Scholarcs,
It's very much a 'remember when' for many, I'm afraid. We have always tried to teach our kids that while all the 'modern conveniences' (tv, pc, game consoles, whatever) are really neat, it's the simpler pleasures that in the end you remember. They're still talking about an *overnight* camping trip we did late last summer--and we didn't even get to stay 24 hrs! (Hubby got off work late Fri., got packed up Sat at lunchtime then back home relatively early--before dark--on Sun to get ready to start all over again)
Our daughter remains amazed that *mom* used to rollerskate--in a real rink with real music, none the less! (of course, they were only crude skates and not in-line)
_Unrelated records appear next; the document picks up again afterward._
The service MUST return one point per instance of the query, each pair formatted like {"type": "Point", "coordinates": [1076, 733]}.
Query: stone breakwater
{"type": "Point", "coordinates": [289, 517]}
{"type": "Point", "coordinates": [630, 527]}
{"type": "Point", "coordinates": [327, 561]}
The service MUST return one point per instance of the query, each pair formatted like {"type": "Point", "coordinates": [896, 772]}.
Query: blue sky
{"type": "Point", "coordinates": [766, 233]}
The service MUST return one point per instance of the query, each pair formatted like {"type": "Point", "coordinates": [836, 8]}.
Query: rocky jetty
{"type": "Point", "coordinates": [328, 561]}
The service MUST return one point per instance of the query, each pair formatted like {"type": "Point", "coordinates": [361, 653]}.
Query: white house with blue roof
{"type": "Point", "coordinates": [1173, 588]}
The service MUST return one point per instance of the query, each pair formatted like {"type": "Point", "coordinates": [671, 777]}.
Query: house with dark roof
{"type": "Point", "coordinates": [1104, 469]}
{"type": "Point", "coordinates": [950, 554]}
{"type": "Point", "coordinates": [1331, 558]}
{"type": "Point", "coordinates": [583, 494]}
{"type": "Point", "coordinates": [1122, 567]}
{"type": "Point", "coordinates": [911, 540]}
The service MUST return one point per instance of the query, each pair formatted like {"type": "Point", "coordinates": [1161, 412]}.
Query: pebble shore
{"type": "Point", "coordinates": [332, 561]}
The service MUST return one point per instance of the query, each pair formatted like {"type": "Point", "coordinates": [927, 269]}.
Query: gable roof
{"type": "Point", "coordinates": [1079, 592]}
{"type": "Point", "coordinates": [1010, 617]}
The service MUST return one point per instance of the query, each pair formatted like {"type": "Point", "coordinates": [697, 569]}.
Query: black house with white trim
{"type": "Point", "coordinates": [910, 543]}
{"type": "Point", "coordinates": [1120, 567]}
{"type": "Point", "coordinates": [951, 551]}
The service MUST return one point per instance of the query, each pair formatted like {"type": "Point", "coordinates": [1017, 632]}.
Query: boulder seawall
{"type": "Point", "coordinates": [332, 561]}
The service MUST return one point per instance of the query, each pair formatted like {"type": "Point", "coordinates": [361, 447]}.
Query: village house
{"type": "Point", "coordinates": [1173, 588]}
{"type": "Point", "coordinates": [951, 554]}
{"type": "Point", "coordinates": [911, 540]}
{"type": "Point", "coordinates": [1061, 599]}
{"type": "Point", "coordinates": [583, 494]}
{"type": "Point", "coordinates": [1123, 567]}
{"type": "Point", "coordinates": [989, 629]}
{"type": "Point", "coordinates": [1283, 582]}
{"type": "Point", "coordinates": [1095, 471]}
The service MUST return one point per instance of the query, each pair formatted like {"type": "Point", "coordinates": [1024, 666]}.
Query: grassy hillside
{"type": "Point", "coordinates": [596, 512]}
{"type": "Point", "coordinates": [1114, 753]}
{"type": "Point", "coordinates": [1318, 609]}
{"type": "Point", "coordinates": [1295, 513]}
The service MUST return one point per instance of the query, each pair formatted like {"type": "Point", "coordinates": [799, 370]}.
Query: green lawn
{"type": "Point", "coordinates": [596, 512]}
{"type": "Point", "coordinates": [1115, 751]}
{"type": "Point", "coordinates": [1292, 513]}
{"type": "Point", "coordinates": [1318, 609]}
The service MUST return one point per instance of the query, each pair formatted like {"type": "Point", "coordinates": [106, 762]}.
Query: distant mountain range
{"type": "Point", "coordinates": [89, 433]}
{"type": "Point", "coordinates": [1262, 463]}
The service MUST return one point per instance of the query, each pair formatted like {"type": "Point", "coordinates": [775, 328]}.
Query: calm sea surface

I still recall with sadness buying a *big* piece of bubblegum for 2 cents and then being upset when it went to 5 cents and shrunk by half! When a quarter bought a nice candy bar with change left over. When a kid could go trick or treating, get homemade goodies from neighbors you didn't even know and it was perfectly safe to eat them!
And there is the night my cousin came to visit from out of state (we share the same first name--really cool since for years we were the ones we knew named Melody) and we captured a whole jarful of fireflies, put them on the back porch (with airholes, ofc) only to wake in the middle of the night to a blood-curdling scream as one got free and was blinking round my parent's bedroom! (still brings a smile to my face--I wonder what my mother *thought* it was?!)
Most of the simple pleasures listed are ones *we* still incorporate into our children's lives, right alongside the play station, the crpgs (it's even more fun to assume the identities in public and have people cast strange looks

), and all the rest of the modern mechanical hoopla. We're lucky in that manner. Others have become lost in the tangle we call 'real life'.